BTRFS, RAID5 or RAID6 for data storage?

3

I need to setup a storage for my server. The hardware is a 5 bay enclosure and 5 WD RED 8TB.

I have read the statistical probability of a catastrophic failure in RAID5 (= normal RAID) rebuild after complete failure of one HD, in case there is a URE event.

This calculator according to the WD specs, gives only 4.1% of chance of a successful rebuild in case of one disk failure. I know that there are speculations about these kind of calculation, but there are still some questions in my mind:

  • In "normal" RAID5 (let's say mdadm raid5) if there is an URE during rebuild, does it means that the rebuild will be aborted with no other possibility, or the rebuild will continue, leaving "only" the affected data (across stripes) to be inconsistent?

  • Will BTRFS with its journaling mechanism lower this probability?

My storage will store video and pictures. Of course one drive failure must be tolerated, but I can accept that. A successful rebuild may deliver few corrupted files, but it cannot just stop for a single URE event.

Menion

Posted 2018-01-24T15:24:41.377

Reputation: 41

Can you please reformat your question so it's not a "wall of text" to make it easier to read. At this moment, it's not clear what your actual question is. – Darren – 2018-01-24T15:41:28.447

Well, a long story short:

  1. In case of URE, the RAID5 reconstruct will just stop or continue leaving some incosistent data?
  2. BTRFS, thanks to it's journaling, would lower the rebuild failure rate of RAID5 scheme to some better values?
  3. < – Menion – 2018-01-24T16:27:35.480

@user2910710, Darren was requesting that you make the question clearer. StackExchange (SE) is a Question and Answer site, not a discussion site. A properly formatted question is posted, an answer is selected from the responses as THE answer. Yours needs formatting to remove it from the 'poor quality' status. – Xalorous – 2018-01-24T17:47:15.427

Note: you were asked to edit the question to improve it. You can [edit] your question anytime; improving is highly encouraged. This time I did it for you. – Kamil Maciorowski – 2018-01-24T18:31:45.827

Can you please tell me where my statement and questions are not clear?

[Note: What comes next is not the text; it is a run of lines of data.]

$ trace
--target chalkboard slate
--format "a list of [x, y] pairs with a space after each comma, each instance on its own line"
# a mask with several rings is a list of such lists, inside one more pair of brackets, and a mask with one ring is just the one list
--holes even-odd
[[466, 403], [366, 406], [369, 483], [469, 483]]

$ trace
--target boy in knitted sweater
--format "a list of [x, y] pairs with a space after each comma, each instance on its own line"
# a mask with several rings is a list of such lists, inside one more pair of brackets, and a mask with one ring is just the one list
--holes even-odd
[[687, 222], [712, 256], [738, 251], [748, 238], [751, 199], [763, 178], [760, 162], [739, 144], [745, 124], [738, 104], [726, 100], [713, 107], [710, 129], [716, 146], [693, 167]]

I have started with a short summary of the real use case, linked the resources where my questions start, placed two question in a specific bullets and finally explained what I can tollerate for my problem – Menion – 2018-01-24T19:37:10.143

Those error numbers and the calculator are BS. According to it, simply trying to read all of the data from one drive one time, has a 50% chance of getting an error. Try it. Try it 10 times. You won't see any error despite the statistics supposedly saying that is nearly impossible. – psusi – 2018-01-24T19:54:58.870

@Menion are you still looking for another answer? I recently went on a research rampage for my server, and I believe I could shed some light if you're still looking. – Michael – 2018-07-05T15:29:29.583

Answers

-1

RAID does not protect data, it only potentially reduces downtime in the event of a single drive failure.

First and foremost, RAID is no substitute for backups. If you do not have a backup system in place, no RAID system will prevent data loss in the event of a rebuild failure.

RAID allows potential recovery from hardware failure. BTRFS' journaling system allows recovery from filesystem errors. They don't influence each other.

RAID 6 is more expensive than RAID 5 and potentially allows recovery from two disk failures.

The answer of what RAID (if any) to use is determined by the purpose of the array.

For operating system, the goal is continued operation, and the size requirement is normally relatively small. Two drives in a mirrored (RAID 0) setup is pretty good for this. The cost of RAID 0 is high. Basically it is one half of the drives in the array. Then, keeping your data separate, RAID 5 or 6 are the most economically efficient. The "cost" is one disk for RAID 5 or two disks for RAID 6. So, basically, can you afford to reduce the overall size of your data storage capacity by one disk or two?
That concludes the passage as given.